Affaire de point de vue, disions-nous, car la mise en accusation des Thébains devant les Amphictyons est l’occasion pour Cicéron de développer deux arguments (ratio et infirmatio), centrés sur l’intégration de cette victoire dans la memoria commune, grâce à l’érection d’un monumentum :

‘Ratio est : “Eam enim ex bello gloriam uirtute peperimus ut eius aeterna insignia posteris nostris relinquere uellemus.” Infirmatio est : “At tamen aeternum inimicitiarum monumentum Graios de Graiis statuere non oportet.” 781

Point de vue laudatif des uns sur une victoire (gloriam, uirtute), digne d’appartenir à une histoire positive par le legs d’un souvenir aux générations futures (aeterna insignia, posteris), pérennisé par le monument. Jugement sévère des autres sur une défaite infamante pour la nation hellène, livrée à des guerres intestines — la proximité Graios/de Graiis en accentue l’indignité —, qu’il s’agit d’effacer de la mémoire des hommes, en empêchant sa perpétuation par le tropaeum aeneum thébain — l’encadrement du mot inimicitiarum par aeternum et monumentum traduit l’impossibilité morale d’une telle célébration.

Cicéron conclut par une question qui résume le paradoxe sans pour autant le résoudre :

‘Iudicatio est, cum summae uirtutis concelebrandae causa Graii de Graiis aeternum inimicitiarum monumentum statuerunt, rectene an contra fecerint. 782

Il reprend des termes appartenant aux deux champs lexicaux déjà évoqués pour mieux confronter les deux points de vue : la gloire (summae uirtutis concelebrandae causa) ou une souillure éternelle, comme le monument (aeternum inimicitiarum monumentum). Avant de déplacer le débat sur un plan moral (rectene) : cet acte de mémoire est-il juste ? La memoria est donc bien affaire de morale : l’historien retient les faits selon son point de vue. C’est lui qui juge du dignum memoria. Tâche complexe, comme le révèle l’exemple thébain : la mémoire historique se construit à l’aide d’un jugement qui choisit l’objet digne de mémoire selon des critères moraux. Dans le cas présent, le cas du monumentum des Thébains fut retenu par l’histoire, précisément pour sa valeur exemplaire 783 — qu’il fût honestum ou turpe !

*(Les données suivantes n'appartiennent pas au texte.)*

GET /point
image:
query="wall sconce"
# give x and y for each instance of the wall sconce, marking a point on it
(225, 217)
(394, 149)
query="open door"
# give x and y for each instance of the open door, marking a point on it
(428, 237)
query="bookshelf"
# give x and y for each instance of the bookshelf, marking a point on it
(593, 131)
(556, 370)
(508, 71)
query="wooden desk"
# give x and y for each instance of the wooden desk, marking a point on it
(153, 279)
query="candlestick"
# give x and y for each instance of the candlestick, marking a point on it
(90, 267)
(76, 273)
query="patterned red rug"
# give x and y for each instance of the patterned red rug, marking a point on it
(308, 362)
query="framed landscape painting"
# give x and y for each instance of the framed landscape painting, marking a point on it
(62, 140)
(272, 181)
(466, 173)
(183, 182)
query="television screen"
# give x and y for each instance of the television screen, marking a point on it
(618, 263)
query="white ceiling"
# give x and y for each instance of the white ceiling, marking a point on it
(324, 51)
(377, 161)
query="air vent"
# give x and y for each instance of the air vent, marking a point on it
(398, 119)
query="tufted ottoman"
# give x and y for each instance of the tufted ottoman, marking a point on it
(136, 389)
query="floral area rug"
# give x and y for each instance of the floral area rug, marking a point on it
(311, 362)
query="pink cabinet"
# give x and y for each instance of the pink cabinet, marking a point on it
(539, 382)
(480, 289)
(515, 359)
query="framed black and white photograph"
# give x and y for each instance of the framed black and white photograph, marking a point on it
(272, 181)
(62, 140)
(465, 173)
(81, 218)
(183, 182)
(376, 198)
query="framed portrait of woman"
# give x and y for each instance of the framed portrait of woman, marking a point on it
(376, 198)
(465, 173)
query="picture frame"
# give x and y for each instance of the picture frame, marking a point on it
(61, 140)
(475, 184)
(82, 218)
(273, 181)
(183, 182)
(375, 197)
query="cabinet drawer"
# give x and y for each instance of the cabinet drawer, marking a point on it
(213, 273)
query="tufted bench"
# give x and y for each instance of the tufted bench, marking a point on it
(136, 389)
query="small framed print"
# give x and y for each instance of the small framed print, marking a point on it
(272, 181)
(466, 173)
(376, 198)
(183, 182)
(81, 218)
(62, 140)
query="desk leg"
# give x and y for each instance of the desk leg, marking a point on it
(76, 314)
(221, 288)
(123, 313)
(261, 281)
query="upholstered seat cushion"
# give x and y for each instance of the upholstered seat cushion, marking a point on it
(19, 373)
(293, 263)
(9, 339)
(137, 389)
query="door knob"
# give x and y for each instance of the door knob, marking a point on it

Bien plus tard, en 55, le De oratore affine cette conception. L’attention se porte sur le dignum memoria, de façon particulièrement sensible dans deux passages, alors que l’un des interlocuteurs, l’orateur César, se voit confier la tâche d’évoquer la place de l’humour dans l’éloquence. Il cite deux pointes relatives à l’honneur conféré par la memoria. D’abord, l’ironie de Fabius Maximus reprenant Tarente aux Puniques, après la défaite de sa garnison dirigée par Salinator. Celui-ci rappelle à Fabius que c’est grâce à lui, qui s’est malgré tout maintenu dans la citadelle, qu’il a pu reprendre la ville. Fabius met à profit l’ambiguïté de cette dernière expression pour lui répliquer que ce souvenir est inoubliable, sachant que sa victoire n’était rendue possible que parce que Salinator avait d’abord perdu la ville !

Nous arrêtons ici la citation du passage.